Итак, кто же перед нами? Иоанн из Дамаска, соправитель калифа, а потом песнопевец и святитель Божий, или же Илья из Мурома?
— Не терплю богатых сеней,
Мраморных тех плит,
От царьградских от курений
Голова болит…
Снова веет воли дикой
На Илью простор —
И смолой и земляникой
Пахнет темный бор…
Как видите, на Илью похоже. Но ведь похоже и на Иоанна. Рыцарь или витязь? И опять ответ выходит как будто двойной. «Я жил в веке Медичи». Или из другого письма к жене: «Как в Витбурге хорошо! Даже есть инструменты миннезингеров двенадцатого века. И у меня забилось и запрыгало сердце в этом рыцарском месте, и я знаю, что прежде я к нему принадлежал». Но ведь билось, прыгало сердце не меньше и в другом месте:
Край ты мой, родимый край,
Конский бег на воле!
И ведь сам же Толстой сказал про себя: «Я не принадлежу ни к какой стране — и принадлежу всем. Моя плоть русская, славянская, но душа общечеловеческая».

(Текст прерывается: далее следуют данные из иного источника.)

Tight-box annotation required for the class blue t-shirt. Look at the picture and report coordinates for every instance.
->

Сущая правда, все великие души таковы. Но человеческое — одно, а интернационализм или русско-планетарное Неуважай-Корыто, Бога не знающее, родства не помнящее, — другое.
Илья из Мурома или Иоанн из Дамаска? Но ведь оба ходили по мраморным плитам — и оба жаждали поклониться «государыне-пустыне», оба несли подвиги Божий — и оба во святых Его: ведь и Илья почиет в Киевских пещерах.
В 69 году Толстой записал о себе: «Я западник с головы до ног, и настоящий славизм западный, а не восточный». Это в его устах значило: Русь киевская, с Святогором, с Феодосием Печерским. «Собирание земли, — писал он далее: — Собирать хорошо, но что собирать? Когда я вспоминаю о красоте нашего языка, когда я думаю о красоте нашей истории до проклятых монголов, мне хочется броситься на землю и кататься от отчаяния!» — Что бы он сказал теперь?
Теперь дело обстоит много, много хуже. Теперь в стихах пролетарских хвастунов даже заборы растут и за этими «заборами низкорослыми» молитвы совершаются на единственном языке, известном российским поэтам, — то есть на матерном («Богу молюсь матерщиною»). Теперь революция в поэзии выродилась, как в жизни, в большевизм и, достигая своего апогея, притязает, как и большевизм, на монопольный руссизм и даже на мессианство.